Software & Datasets


HistomicsTK / Digital Slide Archive

I am an active contributor to the open-source software package HistomicsTK (see this talk), which is a python toolkit for organizing, annotating and analyzing WSI data. My contributions include the development of workflows to handle annotations and segmentation masks, color normalization and augmentation, and image processing workflows for efficient detection of tissue region boundaries. Additionally, I develop workflows that utilize the girder RESTful API to visualize and interact with data.

HistomicsTK is built and maintained by the company Kitware.


HistomicsML, where "ML" stands for machine learning, is a software tool developed by Michael Nalisnik, PhD and Sanghoon Lee, PhD for the interactive learning of histological patterns by biologists and physicians. I was involved in the validation of both iterations of the software. HistomicsML enables rapid training of machine learning models (eg. to identify vascular endothelial cells in glioma) in a few learning cycles, by focusing the user's attention to regions with high model uncertainty.

Software download and usage instructions can be found below:

> Segmentation-free system (general approach): Version 2.0.

> Using segmentation boundaries (Image analysis expertise required): Version 1.0.

A demo of the HistomicsML v2.0 software.

Ripley's K for image clustering analysis

This is a MATLAB tool for biologists to calculate Ripley's K function for grayscale images, and can be downloaded here. The detailed methodology and validation is described in:

Amgad M, Itoh A, Tsui MM. Extending Ripley’s K-function to quantify aggregation in 2-D grayscale images. PLoS One. 2015;10(12):e0144404.

Sample use: quantifying the aggregation of proteins in fluorescent microscopic images.

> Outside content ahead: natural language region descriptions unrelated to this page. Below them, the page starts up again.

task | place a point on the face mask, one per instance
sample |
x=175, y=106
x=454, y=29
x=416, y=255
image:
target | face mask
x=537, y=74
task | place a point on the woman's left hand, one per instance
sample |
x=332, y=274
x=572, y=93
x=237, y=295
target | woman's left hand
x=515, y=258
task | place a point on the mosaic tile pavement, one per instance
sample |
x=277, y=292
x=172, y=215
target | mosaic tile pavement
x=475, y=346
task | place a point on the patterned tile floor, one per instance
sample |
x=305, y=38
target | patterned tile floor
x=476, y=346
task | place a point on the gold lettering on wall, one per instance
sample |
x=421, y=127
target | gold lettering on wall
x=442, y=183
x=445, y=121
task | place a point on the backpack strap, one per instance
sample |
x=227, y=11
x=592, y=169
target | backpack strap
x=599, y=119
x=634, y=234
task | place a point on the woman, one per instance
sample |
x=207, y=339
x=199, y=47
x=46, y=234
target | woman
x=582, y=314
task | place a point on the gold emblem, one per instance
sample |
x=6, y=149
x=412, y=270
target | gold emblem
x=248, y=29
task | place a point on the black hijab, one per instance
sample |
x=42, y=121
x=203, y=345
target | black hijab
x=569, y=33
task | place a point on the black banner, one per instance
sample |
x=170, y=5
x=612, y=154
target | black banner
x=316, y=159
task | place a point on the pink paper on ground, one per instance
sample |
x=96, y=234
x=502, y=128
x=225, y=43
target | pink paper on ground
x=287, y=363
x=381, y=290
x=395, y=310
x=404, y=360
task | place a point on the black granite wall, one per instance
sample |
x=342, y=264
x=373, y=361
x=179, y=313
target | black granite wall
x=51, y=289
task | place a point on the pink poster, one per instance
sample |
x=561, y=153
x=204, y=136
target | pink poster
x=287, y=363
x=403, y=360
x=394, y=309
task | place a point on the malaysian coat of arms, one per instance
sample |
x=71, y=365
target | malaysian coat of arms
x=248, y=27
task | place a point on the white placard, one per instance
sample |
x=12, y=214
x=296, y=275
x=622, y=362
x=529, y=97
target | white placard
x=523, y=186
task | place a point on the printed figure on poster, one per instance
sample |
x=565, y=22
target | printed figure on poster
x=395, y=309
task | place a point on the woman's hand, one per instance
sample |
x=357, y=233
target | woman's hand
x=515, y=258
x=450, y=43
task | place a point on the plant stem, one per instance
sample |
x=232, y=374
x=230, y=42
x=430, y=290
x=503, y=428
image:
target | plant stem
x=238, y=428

Region segmentations for TNBC (Amgad et al., 2019)

Use this repo to download all elements of the dataset described in:

Amgad M, Elfandy H, ..., Gutman DA, Cooper LAD. Structured crowdsourcing enables convolutional segmentation of histology images. Bioinformatics. 2019.

This data can be visualized in this public instance of the DSA. This contains the manually annotated boundaries of histologic regions from 150 triple-negative breast cancer (TNBC) slides from The Cancer Genome Atlas.

Adult Rhabdomyosarcoma (Elsebaie et al., 2018)

Use this link to download the dataset used in:

Elsebaie M, Amgad M, …, Elsayed Z. Management of low and intermediate risk adult rhabdomyosarcoma: A pooled survival analysis of 553 patients. Scientific Reports. 2018 Jun 19;8(1):9337.

This contains retrospective individual patient data from ~550 patients with adult Rhabdomyosarcoma, collected from published case series and reports. Original authors were contacted for complete records.